La France redistribue plus que presque tous ses voisins — et pourtant, pour la première fois depuis des décennies, elle est devenue plus inégalitaire que la moyenne européenne. Les chiffres d’Eurostat pour 2024 viennent confirmer un basculement que peu avaient anticipé : avec un coefficient de Gini de 30,0, la France dépasse désormais la moyenne de l’Union européenne (29,4), alors qu’elle se situait encore en dessous un an plus tôt.

Le paradoxe mérite qu’on s’y arrête. Les inégalités brutes, avant redistribution, n’ont pas augmenté. C’est la mécanique correctrice qui s’est grippée. Selon la DGFIP, les recettes de l’impôt sur le revenu ont progressé plus lentement que les revenus eux-mêmes, en particulier pour les ménages les plus aisés. Le filet de sécurité sociale le plus coûteux d’Europe laisse passer de plus en plus de mailles — et la question n’est plus de savoir si le modèle français tient, mais combien de temps il peut encore tenir sans être repensé.

L’essentiel

  • Le coefficient de Gini des revenus après impôts et prestations sociales en espèces est de 30,0 en France en 2024 pour une moyenne de 29,4 dans l’Union européenne.
  • Parmi les principaux pays européens, les Pays-Bas, la Belgique et la Pologne ont un coefficient de Gini nettement plus faible alors que ceux de de l’Italie et de l’Espagne sont nettement plus élevés.
  • L’ampleur de la redistribution, mesurée par l’écart entre les coefficients de Gini avant et après redistribution, y est toutefois plus importante que la moyenne et que dans les autres grands pays, Belgique exceptée.
  • Le taux de pauvreté en 2024 est en France de 15,9 % (en hausse de 0,5 point par rapport à 2023), contre une moyenne de 16,2 % (stable) dans l’Union européenne selon Eurostat.

Convergence d’analyses : l’éclairage combiné d’Eurostat et de l’Insee

L’analyse combinée des données Eurostat et de l’étude Insee révèle une cohérence troublante dans les constats. L’étude de l’Insee rejoint ainsi les conclusions d’Eurostat, qui place désormais la France au-dessus de la moyenne européenne des inégalités avec un coefficient de Gini de 30 en 2024, contre 29,4 pour l’Union européenne.
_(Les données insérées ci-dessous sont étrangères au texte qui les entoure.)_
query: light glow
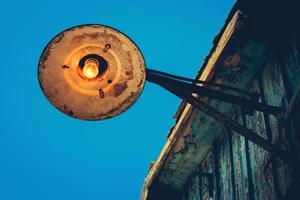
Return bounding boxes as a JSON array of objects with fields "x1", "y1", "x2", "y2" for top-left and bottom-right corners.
[{"x1": 82, "y1": 59, "x2": 99, "y2": 79}]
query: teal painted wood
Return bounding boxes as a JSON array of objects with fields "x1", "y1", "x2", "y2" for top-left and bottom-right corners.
[
  {"x1": 216, "y1": 130, "x2": 233, "y2": 200},
  {"x1": 232, "y1": 111, "x2": 251, "y2": 200},
  {"x1": 200, "y1": 151, "x2": 217, "y2": 199},
  {"x1": 246, "y1": 80, "x2": 276, "y2": 200},
  {"x1": 262, "y1": 62, "x2": 291, "y2": 194}
]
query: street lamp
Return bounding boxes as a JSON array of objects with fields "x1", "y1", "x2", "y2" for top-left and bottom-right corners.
[{"x1": 38, "y1": 24, "x2": 299, "y2": 168}]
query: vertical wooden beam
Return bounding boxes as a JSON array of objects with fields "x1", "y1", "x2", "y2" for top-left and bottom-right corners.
[
  {"x1": 241, "y1": 108, "x2": 254, "y2": 200},
  {"x1": 257, "y1": 71, "x2": 282, "y2": 199},
  {"x1": 225, "y1": 127, "x2": 236, "y2": 200}
]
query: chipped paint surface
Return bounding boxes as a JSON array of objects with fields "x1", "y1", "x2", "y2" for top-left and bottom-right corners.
[
  {"x1": 38, "y1": 25, "x2": 145, "y2": 120},
  {"x1": 141, "y1": 1, "x2": 300, "y2": 200}
]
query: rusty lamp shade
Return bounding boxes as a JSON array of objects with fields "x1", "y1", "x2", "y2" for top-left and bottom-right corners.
[{"x1": 38, "y1": 24, "x2": 145, "y2": 120}]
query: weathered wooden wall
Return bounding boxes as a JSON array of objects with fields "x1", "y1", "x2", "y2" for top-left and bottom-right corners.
[{"x1": 184, "y1": 38, "x2": 300, "y2": 200}]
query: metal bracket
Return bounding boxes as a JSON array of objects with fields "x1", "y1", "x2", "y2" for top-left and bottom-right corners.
[
  {"x1": 146, "y1": 69, "x2": 283, "y2": 116},
  {"x1": 146, "y1": 69, "x2": 300, "y2": 169}
]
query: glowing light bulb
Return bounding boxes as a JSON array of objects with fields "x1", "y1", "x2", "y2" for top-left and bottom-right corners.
[{"x1": 82, "y1": 59, "x2": 99, "y2": 79}]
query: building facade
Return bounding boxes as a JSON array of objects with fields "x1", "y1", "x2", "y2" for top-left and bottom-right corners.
[{"x1": 140, "y1": 0, "x2": 300, "y2": 200}]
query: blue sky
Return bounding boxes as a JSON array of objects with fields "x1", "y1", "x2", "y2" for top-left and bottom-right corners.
[{"x1": 0, "y1": 0, "x2": 234, "y2": 200}]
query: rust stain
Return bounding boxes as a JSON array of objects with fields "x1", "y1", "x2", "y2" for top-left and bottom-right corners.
[{"x1": 114, "y1": 82, "x2": 128, "y2": 97}]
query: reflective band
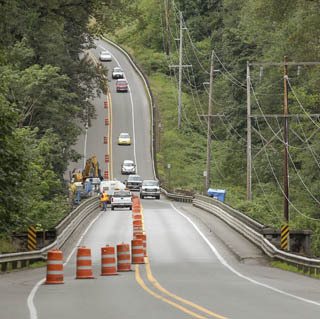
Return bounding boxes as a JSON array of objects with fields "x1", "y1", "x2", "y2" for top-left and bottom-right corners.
[
  {"x1": 77, "y1": 256, "x2": 91, "y2": 260},
  {"x1": 47, "y1": 260, "x2": 62, "y2": 265},
  {"x1": 102, "y1": 254, "x2": 115, "y2": 258},
  {"x1": 118, "y1": 251, "x2": 130, "y2": 256},
  {"x1": 47, "y1": 270, "x2": 63, "y2": 275},
  {"x1": 102, "y1": 264, "x2": 116, "y2": 267},
  {"x1": 132, "y1": 245, "x2": 143, "y2": 250}
]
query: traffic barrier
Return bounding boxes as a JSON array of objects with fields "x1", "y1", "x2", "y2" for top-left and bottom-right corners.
[
  {"x1": 101, "y1": 245, "x2": 117, "y2": 276},
  {"x1": 132, "y1": 213, "x2": 142, "y2": 220},
  {"x1": 45, "y1": 249, "x2": 64, "y2": 285},
  {"x1": 117, "y1": 243, "x2": 131, "y2": 271},
  {"x1": 132, "y1": 219, "x2": 142, "y2": 227},
  {"x1": 136, "y1": 233, "x2": 147, "y2": 256},
  {"x1": 133, "y1": 229, "x2": 143, "y2": 239},
  {"x1": 76, "y1": 246, "x2": 94, "y2": 279},
  {"x1": 131, "y1": 239, "x2": 144, "y2": 264},
  {"x1": 132, "y1": 205, "x2": 141, "y2": 213},
  {"x1": 281, "y1": 224, "x2": 290, "y2": 250},
  {"x1": 28, "y1": 225, "x2": 37, "y2": 250}
]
L’Insee apporte un éclairage complémentaire crucial : en 2024, le niveau de vie annuel moyen avant redistribution monétaire est de 9 090 euros pour les 20 % des personnes les plus modestes, contre 74 980 euros pour les 20 % des personnes les plus aisées, soit 8,3 fois plus. Avant redistribution, les 10 % des personnes les plus pauvres disposent d’un niveau de vie annuel moyen de 4 710 euros, contre 99 300 euros pour les 10 % les plus aisées, soit 21,1 fois plus. Après redistribution, ce rapport est réduit à 6,2, illustrant l’ampleur de l’effort redistributif français.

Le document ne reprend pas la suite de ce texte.